I've spoken with some of you via email who live in the eastern United States,
and you've got those bags in your car trunks too.
We've just got to retrain our spoiled selves also.

Reusable tote bags may be the best option.
There is some question as to which manufacturing process produces the most environmentally sensitive bag--the cotton, or the corn, or the....

Jen of The Felt Mouse just mentioned the reusable bags sold at Target stores.

I prefer the smaller 99 cent totes sold by Trader Joes.

The Bag Snob is eagerly anticipating the bag made my Anya Hindmarch.

Read about it here and here.

Post about Envirosax from Brownie Points.

Cal Arts students sew their own totes, as seen on the blog Core 77.

Reusable Bags for sale.
Also Envirotote.

Interesting article by The Seattle Times.
Similar stories by Fox News, and the Honolulu Advisor.

Or here is the complete article by Jane Adams from the Chicago Tribune.
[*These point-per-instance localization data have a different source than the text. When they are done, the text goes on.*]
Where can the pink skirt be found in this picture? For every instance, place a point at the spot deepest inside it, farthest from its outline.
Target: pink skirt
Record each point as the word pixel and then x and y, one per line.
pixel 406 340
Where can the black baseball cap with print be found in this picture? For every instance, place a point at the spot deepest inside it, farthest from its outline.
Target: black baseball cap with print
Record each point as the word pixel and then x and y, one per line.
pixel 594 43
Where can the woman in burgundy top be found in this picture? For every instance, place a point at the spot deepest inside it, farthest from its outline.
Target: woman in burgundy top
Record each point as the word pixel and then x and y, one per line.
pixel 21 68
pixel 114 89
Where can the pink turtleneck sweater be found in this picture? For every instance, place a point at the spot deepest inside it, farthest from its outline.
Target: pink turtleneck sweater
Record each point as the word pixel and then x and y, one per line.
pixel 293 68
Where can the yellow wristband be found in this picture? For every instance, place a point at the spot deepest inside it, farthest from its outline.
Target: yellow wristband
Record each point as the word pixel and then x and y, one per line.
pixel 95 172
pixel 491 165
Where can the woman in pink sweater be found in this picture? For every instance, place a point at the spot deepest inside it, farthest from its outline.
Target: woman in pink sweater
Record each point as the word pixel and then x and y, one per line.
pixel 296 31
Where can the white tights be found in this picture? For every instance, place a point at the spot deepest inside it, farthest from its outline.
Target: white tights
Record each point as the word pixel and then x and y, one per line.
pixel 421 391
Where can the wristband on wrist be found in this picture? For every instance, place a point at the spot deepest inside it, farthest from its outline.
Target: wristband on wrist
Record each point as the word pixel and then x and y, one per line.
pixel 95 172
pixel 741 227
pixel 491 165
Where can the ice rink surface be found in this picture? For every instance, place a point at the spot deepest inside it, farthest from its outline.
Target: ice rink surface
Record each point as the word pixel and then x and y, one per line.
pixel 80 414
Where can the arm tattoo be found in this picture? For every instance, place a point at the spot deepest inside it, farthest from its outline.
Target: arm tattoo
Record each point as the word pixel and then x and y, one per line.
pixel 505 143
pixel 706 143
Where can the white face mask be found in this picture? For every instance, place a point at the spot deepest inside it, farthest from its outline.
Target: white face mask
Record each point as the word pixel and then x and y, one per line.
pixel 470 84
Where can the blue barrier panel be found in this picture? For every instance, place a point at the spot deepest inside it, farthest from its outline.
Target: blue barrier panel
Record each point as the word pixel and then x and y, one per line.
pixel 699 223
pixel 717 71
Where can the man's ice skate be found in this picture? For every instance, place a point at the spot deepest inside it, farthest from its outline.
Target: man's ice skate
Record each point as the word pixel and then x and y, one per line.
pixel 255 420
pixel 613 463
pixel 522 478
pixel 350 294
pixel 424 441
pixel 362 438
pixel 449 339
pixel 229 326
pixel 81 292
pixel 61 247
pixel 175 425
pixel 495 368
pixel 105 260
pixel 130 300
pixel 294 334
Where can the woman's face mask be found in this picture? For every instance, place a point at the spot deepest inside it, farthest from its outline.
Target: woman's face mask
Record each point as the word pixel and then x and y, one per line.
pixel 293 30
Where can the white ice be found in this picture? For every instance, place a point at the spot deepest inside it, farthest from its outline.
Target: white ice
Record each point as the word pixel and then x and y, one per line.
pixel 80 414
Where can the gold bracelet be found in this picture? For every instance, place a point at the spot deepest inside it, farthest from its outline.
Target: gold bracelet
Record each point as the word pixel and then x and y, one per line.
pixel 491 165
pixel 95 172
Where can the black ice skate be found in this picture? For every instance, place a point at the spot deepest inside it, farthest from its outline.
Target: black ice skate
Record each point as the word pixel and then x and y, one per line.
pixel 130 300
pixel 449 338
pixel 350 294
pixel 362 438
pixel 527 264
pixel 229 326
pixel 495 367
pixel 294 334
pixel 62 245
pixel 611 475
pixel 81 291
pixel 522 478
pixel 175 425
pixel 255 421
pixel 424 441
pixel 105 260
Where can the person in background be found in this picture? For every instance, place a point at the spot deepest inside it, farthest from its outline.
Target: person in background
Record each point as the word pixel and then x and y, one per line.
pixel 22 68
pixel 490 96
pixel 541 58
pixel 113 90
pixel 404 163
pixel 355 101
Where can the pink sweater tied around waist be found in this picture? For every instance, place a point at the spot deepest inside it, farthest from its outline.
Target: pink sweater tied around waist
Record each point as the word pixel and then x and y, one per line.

Good stuff!

Green is the new black --in grocery bags
Fashionistas promote eco-chic totes as cities look at banning non-biodegradable plastic

By Jane Meredith Adams
Special to the Tribune

June 25, 2007

SAN FRANCISCO -- Plastic grocery bags are out.

They're not just being banned from large grocery stores here -- which a new law mandates will happen before it's time to buy a Thanksgiving turkey -- but out as in outmoded. In a merger of environmental concern and fashion sensibility, big-name designers are introducing eco-chic grocery totes, while lawmakers in New York, Boston, Phoenix, Los Angeles and elsewhere debate San Francisco-style bans on non-biodegradable, petroleum-based plastic bags.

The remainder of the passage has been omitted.